A single pair of leucokinin neurons are modulated by feeding state and regulate sleep–metabolism interactions
Fig 1
Lk is required for metabolic regulation of sleep.
(A, B) IHC using antibody against Lk. White arrows indicate LHLK cell bodies, and yellow arrows indicate SELK cell bodies. Lk staining in flies expressing Lk-RNAi results in loss of Lk protein level in LHLK neurons (B) compared to UAS-Lk-RNAi/+ control (A). The brains were counterstained with nc82 (bruchpilot, gray). Scale bar = 100 μm. Color-coded images reflect fluorescence intensity, where minimum = 0 and max = 4,025. Scale bar for color-coded images = 10 μm. (C) Sleep is significantly reduced in starved UAS-Lk-RNAi/+ (n ≥ 20, p < 0.0001) and dcr2,Lk-GAL4/+ (n ≥ 25, p < 0.0001) control flies, while no significant differences are observed in Lk-GAL4>UAS-dcr2,Lk-RNAi flies (n = 13, p > 0.99). Two-way ANOVA (F [2, 141] = 10.87). White bars in column graphs represent amount of sleep during the day (ZT 0–12), while colored bars represent night sleep (ZT 12–24). (D) Sleep profile representative of (C). Flies are placed in food tubes during day 1 (fed, gray), then transferred to agar during day 2 (starved, blue). White/black bars represent lights on and off, respectively. (E, F) Lk staining in Lkc275 mutants reveals reduced protein levels compared to w1118 control (E). (G) Sleep is significantly reduced in starved w1118 controls (n = 63, p < 0.0001) and flies harboring one copy of Lkc275 (n = 68, p < 0.0001), while no significant differences are observed in Lkc275 mutants (n = 58, p = 0.90).

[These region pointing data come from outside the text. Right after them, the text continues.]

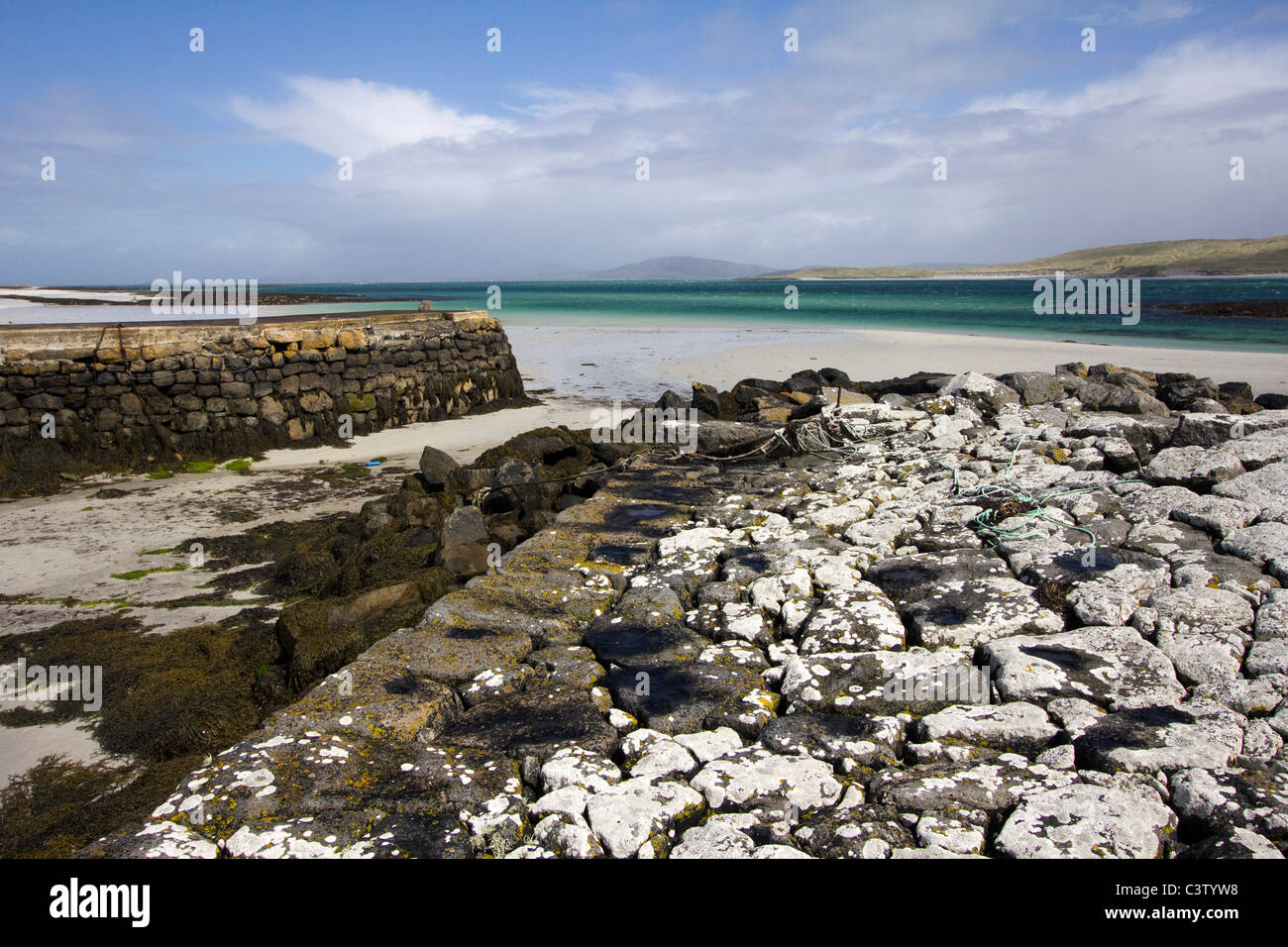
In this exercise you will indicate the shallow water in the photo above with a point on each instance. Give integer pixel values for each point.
(984, 307)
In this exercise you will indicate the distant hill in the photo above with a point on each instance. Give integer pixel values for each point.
(674, 268)
(1159, 258)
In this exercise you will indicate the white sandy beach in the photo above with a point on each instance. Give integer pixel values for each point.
(640, 364)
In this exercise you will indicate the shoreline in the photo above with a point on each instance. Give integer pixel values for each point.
(642, 364)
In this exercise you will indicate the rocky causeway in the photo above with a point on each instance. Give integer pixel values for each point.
(1035, 616)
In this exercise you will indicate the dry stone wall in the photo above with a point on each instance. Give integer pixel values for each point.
(134, 393)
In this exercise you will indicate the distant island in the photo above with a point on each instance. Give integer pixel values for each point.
(674, 268)
(1196, 258)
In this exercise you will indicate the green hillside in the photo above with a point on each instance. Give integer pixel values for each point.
(1158, 258)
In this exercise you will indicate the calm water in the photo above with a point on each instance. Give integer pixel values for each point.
(991, 307)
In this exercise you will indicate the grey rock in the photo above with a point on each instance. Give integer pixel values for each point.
(1017, 727)
(983, 390)
(713, 840)
(1083, 821)
(1163, 738)
(992, 787)
(1266, 657)
(1109, 667)
(1265, 487)
(1250, 796)
(1233, 843)
(1196, 468)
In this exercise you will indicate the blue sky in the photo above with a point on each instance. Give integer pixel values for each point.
(488, 165)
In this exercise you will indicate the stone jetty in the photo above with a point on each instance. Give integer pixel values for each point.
(1021, 617)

Two-way ANOVA (F [2, 372] = 53.57). (H) Sleep profile representative of data in (G). (I, J) Lk protein levels are reduced in Lk−/−(GAL4) flies compared to w1118 control (J). (K) Lk−/− (GAL4) (n ≥ 47; p = 0.31) mutant flies and Lk+/−(GAL4) (n = 68, p = 0.35) fail to suppress sleep in response to starvation, while w1118 control flies suppress sleep (n = 75, p < 0.0001). Two-way ANOVA (F [2, 376] = 57.03). (L) Sleep profile representative of data in (K). All columns represent mean ± SEM; *p < 0.05; **p < 0.01; ***p < 0.001. Underlying data can be found in S1 Data. ANOVA, analysis of variance; dcr2, dicer-2; GAL4, galactose-responsive transcription factor; IHC, immunohistochemistry; LHLK, Lateral Horn leucokinin; Lk, leucokinin; max, maximum; nc82, neuropil marker; RNAi, RNA interference; SELK, subesophageal ganglion leucokinin; UAS, upstream activation sequence; ZT, Zeitgeber time.